Berlim - O Papa Bento XVI iniciou ontem uma visita de quatro dias à Alemanha afirmando compreender as pessoas que abandonam a Igreja Católica em função dos escândalos de abusos sexuais e pedindo aos alemães e aos europeus que retornem às origens de sua cultura.
''Posso compreender que diante de tais informações, as pessoas, principalmente as que são próximas das vítimas, digam 'esta não é mais a minha Igreja''', declarou a jornalistas a bordo do avião que o levou a Berlim.
Também fez referência às manifestações de repúdio que o aguardam na Alemanha, explicando não ter nada contra protestos que são organizados de maneira civilizada. ''É normal em uma sociedade livre marcada por uma forte secularização'', afirmou o pontífice, antes de acrescentar: ''Respeito os que se manifestam''.
O Papa foi recebido pela chanceler Angela Merkel em Berlim, onde realiza uma visita oficial e pastoral que inclui atividades políticas e ecumênicas, mas também deve enfrentar algumas dificuldades.

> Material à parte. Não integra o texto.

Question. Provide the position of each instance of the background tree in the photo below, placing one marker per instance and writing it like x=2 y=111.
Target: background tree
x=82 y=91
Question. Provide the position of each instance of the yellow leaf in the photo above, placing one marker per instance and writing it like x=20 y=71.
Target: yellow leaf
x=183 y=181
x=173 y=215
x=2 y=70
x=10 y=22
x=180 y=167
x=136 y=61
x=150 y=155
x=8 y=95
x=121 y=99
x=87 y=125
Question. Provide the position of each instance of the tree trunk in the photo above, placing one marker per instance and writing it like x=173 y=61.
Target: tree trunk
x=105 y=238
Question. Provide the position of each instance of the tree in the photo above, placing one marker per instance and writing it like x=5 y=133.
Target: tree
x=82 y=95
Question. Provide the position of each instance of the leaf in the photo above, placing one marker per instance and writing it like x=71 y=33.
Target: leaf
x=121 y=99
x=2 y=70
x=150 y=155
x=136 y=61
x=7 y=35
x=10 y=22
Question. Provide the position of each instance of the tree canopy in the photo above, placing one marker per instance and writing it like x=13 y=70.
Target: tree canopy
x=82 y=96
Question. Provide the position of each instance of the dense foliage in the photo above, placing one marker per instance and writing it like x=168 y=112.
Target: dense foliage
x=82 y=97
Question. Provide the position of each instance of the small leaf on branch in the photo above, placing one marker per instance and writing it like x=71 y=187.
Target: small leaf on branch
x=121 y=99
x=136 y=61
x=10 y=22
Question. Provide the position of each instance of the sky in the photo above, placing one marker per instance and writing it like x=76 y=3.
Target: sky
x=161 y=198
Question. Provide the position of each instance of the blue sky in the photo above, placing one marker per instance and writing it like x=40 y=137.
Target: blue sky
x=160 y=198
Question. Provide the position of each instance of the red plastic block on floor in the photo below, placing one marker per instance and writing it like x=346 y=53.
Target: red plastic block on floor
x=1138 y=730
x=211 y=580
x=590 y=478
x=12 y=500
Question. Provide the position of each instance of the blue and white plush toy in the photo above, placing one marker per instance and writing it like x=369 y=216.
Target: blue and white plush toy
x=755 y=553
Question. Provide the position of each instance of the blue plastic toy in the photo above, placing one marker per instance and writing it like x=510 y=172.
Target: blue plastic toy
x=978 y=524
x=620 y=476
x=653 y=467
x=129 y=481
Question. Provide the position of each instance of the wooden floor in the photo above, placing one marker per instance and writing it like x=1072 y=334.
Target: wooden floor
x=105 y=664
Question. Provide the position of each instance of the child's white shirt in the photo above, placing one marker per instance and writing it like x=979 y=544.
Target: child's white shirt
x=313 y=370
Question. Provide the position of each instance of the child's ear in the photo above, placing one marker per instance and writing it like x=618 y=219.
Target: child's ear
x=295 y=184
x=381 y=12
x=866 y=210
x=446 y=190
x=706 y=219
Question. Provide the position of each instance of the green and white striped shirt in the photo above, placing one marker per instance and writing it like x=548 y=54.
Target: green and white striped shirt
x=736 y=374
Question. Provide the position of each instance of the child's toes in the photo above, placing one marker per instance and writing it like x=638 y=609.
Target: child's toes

A viagem inclui três etapas - Berlim, Erfurt e Freiburg -, com uma agenda pesada para o pontífice de 84 anos. Ele pronunciará 19 discursos, incluindo o que fez ontem no Parlamento alemão, o célebre Bundestag.
Em seu primeiro discurso no país, no castelo Bellevue de Berlim, onde foi recebido pelo presidente da República, Christian Wulff, com honras militares, o Papa afirmou que faz sua primeira visita ao país natal para falar de Deus. ''Não vim aqui fundamentalmente por determinados interesses políticos ou econômicos, como fazem outros homens de Estado, e sim para ver as pessoas e falar de Deus'', declarou.
O presidente alemão pediu à Igreja Católica que viva na realidade e de acordo com sua época. ''A Igreja e o Estado estão separados em nosso país, com boas razões. Mas a Igreja não é uma sociedade paralela. Vive nesta sociedade, neste mundo e nesta época. É por isso que ela também deve enfrentar novas questões'', disse o católico Wulff.